İnsan kendisini nasıl anlatır? 

Yok, öyle değil elbette yüzüne methetmezler yiğidi. 

*

Dostlarım var, dostlarımın bende bıraktığı kalın izler. 

Şu ana kadar görüp yaşadıklarım bir cenderenin içerisindeki gibi sıkıyor beni. 

*

Ya yaptıklarım eksik ya da tartana göre çok ağırım. 

Mümkün olduğunca eğmemeye bükmemeye çalışıyorum.

*

Kimliğim belli, vasfım gideceğim yön, konuştuğum insanlar da öyle, Çok şükür!



Kem söz hiç duymadım, karşı da varsa eğer ‘sırtım açık vur kardeşim’ diyecek kadar özgürüm. 

*

Öyle ya bende insanım.

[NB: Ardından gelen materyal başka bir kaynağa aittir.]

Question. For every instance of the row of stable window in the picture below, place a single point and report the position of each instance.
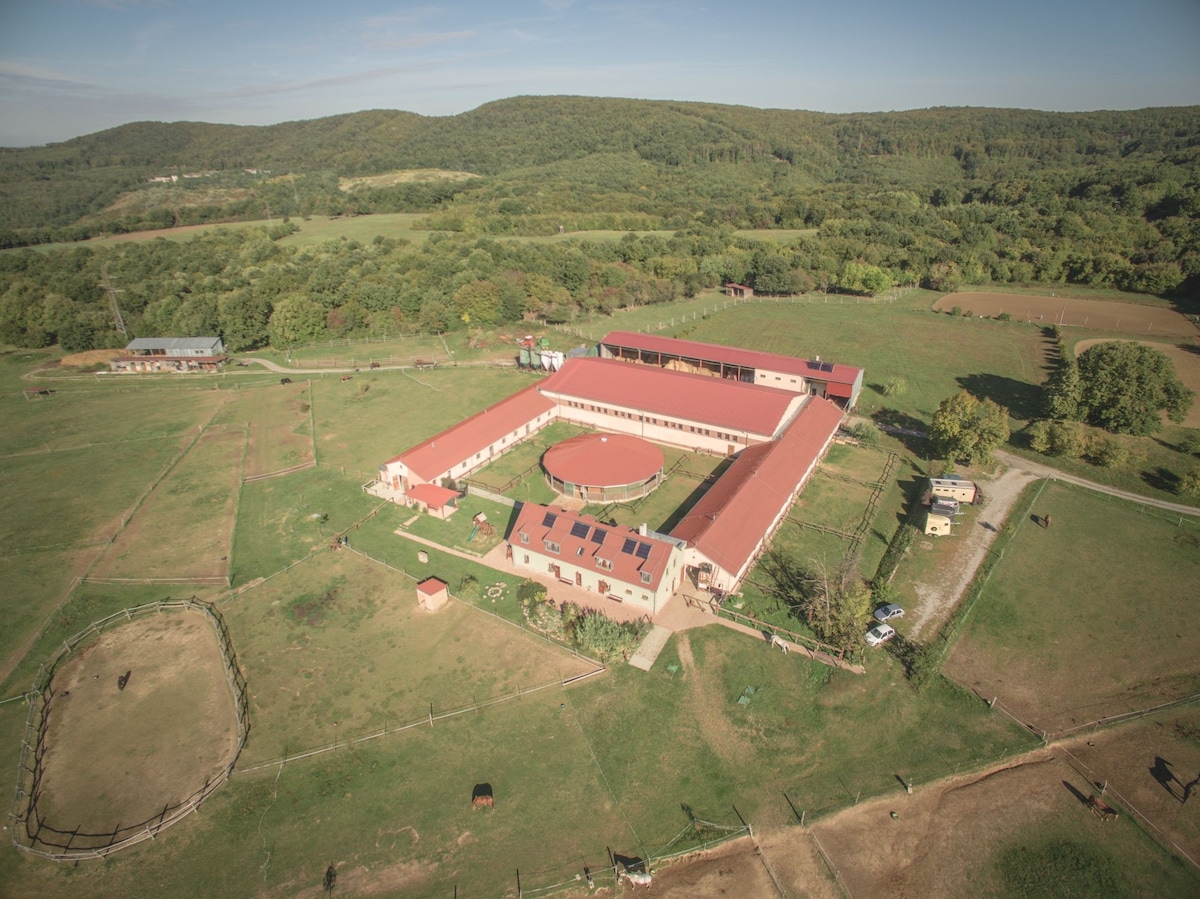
(648, 420)
(516, 435)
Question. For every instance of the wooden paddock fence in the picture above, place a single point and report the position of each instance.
(29, 832)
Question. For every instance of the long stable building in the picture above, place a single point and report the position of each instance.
(840, 383)
(777, 415)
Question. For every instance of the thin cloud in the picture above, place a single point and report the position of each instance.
(120, 5)
(417, 41)
(369, 75)
(21, 73)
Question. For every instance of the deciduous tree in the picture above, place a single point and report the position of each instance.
(966, 429)
(1123, 387)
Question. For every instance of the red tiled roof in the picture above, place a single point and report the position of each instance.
(629, 552)
(431, 586)
(604, 460)
(719, 402)
(432, 495)
(731, 519)
(472, 435)
(732, 355)
(171, 359)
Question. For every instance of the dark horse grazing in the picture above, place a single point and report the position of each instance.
(481, 797)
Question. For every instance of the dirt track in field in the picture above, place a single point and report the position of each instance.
(119, 756)
(1074, 311)
(943, 839)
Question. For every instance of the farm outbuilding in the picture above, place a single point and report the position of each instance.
(953, 487)
(432, 593)
(432, 499)
(937, 525)
(154, 354)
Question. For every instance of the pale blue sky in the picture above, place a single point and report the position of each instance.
(70, 67)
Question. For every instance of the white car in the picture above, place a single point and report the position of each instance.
(880, 634)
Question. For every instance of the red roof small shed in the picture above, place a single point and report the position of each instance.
(432, 593)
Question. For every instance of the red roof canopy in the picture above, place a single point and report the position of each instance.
(432, 495)
(604, 460)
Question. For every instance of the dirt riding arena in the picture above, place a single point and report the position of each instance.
(945, 838)
(1102, 315)
(1187, 369)
(118, 756)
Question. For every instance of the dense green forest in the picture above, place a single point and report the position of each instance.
(942, 197)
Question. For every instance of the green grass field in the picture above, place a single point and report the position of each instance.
(1109, 635)
(607, 762)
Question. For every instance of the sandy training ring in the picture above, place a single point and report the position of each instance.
(131, 726)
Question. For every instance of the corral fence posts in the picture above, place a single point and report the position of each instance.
(29, 832)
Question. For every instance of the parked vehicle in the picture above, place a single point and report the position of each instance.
(880, 634)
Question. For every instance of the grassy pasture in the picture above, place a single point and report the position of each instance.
(337, 647)
(359, 430)
(624, 753)
(355, 354)
(87, 604)
(1019, 831)
(185, 526)
(279, 429)
(89, 415)
(281, 520)
(34, 583)
(1110, 637)
(111, 478)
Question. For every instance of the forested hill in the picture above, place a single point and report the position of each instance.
(649, 163)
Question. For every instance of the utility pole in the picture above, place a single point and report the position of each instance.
(112, 299)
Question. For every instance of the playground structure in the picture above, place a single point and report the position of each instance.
(535, 353)
(483, 526)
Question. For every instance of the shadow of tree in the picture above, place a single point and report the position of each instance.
(1073, 791)
(905, 427)
(1021, 399)
(1162, 479)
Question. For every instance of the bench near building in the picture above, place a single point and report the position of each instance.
(151, 354)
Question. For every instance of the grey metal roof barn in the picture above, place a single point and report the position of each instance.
(177, 346)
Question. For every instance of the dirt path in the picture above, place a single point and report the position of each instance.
(1043, 471)
(937, 598)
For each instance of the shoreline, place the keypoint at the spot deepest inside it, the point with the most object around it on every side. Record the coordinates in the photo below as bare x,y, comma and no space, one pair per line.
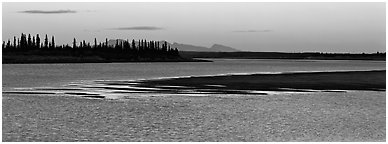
373,80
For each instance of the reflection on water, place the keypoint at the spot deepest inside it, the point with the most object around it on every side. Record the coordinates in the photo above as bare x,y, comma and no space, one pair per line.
115,80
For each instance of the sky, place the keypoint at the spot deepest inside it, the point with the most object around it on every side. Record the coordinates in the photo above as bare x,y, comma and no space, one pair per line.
353,27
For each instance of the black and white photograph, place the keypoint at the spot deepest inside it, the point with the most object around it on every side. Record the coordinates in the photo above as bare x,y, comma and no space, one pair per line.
218,71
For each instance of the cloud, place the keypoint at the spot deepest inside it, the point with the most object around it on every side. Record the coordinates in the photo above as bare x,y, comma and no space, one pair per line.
252,31
48,12
139,28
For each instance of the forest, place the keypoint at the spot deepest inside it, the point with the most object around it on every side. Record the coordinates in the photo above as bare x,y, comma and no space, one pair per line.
32,49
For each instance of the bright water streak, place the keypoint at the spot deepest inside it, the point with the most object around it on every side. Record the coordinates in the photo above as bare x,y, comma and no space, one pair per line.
41,75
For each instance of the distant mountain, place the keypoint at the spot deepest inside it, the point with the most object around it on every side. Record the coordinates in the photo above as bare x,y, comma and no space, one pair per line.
221,48
187,47
214,48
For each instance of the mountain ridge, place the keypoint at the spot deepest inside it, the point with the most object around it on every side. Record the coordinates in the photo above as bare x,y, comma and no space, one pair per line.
187,47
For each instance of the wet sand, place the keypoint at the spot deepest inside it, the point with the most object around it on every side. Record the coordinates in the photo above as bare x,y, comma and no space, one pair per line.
345,80
351,116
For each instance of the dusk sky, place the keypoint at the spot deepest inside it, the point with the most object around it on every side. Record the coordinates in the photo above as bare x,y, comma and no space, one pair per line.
282,27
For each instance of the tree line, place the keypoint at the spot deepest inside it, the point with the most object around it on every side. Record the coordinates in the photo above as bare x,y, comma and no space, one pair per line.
122,49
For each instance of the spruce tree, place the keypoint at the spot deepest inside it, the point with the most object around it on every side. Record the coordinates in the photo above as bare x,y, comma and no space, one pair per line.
52,42
74,43
37,41
46,42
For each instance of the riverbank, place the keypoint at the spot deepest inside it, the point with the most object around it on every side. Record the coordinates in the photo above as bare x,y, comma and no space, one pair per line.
30,59
354,116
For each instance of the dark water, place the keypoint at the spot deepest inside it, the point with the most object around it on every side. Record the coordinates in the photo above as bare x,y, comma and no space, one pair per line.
47,75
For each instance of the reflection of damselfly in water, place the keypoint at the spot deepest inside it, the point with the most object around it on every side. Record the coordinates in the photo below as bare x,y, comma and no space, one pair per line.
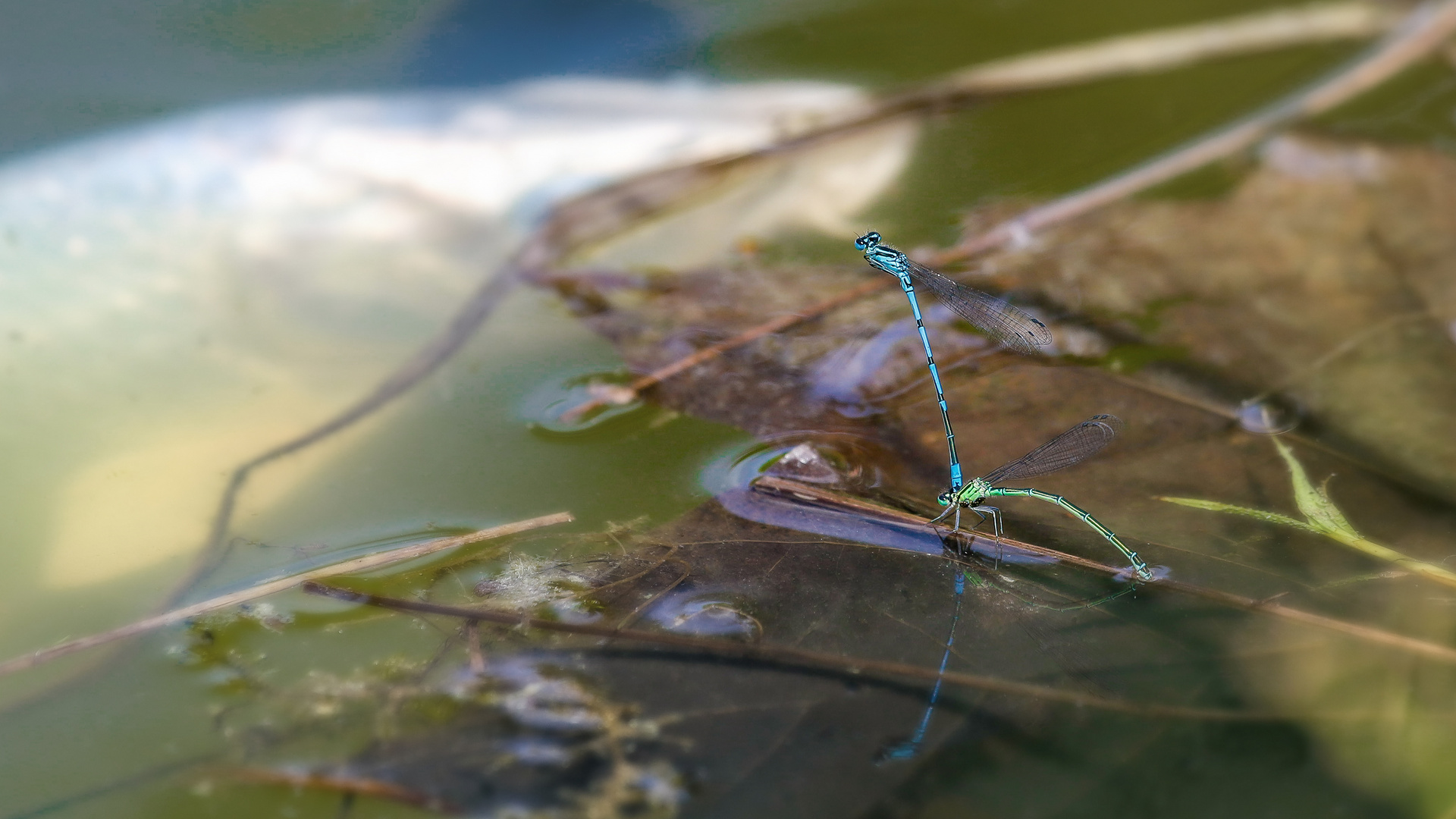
1072,447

Dostlarım sık sık, ‘Neredesin’ diye sorarlar oysa ben onların hep yanındayım, dikkat ediniz dostlarım diyorum.

*

Zaten dost ve samimiyet hep yanı başınızda değilmidir; insansın ne kadar kaçabilirsin ki bu iki sözcükten, gelip bulacak seni, illa ki yoklayacak. 

*

Kendimi bildim bileli doğru bildiklerimden hiç taviz vermedim, etiket değil sadece gerçeği aradım, hani biraz propaganda gibi oldu ama yine de yazmak gerekir, bir mücadelenin adı olmaya çalışıyorum. 

*

Öyle ya beni seven, sevmeyen, kabul eden etmeyen de var. İşte bu ikilem içerisinde hep doğru durmakla mükellefim, sahi siz bu soruya bir yanıt verecek olursanız ne diyeceksiniz?

*

Koyunuz insanlık terazisini vicdanınızın doğrultusuna, eğri gördüklerinde sizi düzeltmeye çalışmayacaklar mı, keskin sirke misali eleştiri gelmeyecek mi? 

*

Başardığınızda alkış kopmayacak mı arkanızdan, gönülleri fethetmeyecek misiniz?

*

Yoksa yanılıyor muyum, yoksa siz bu değil misiniz?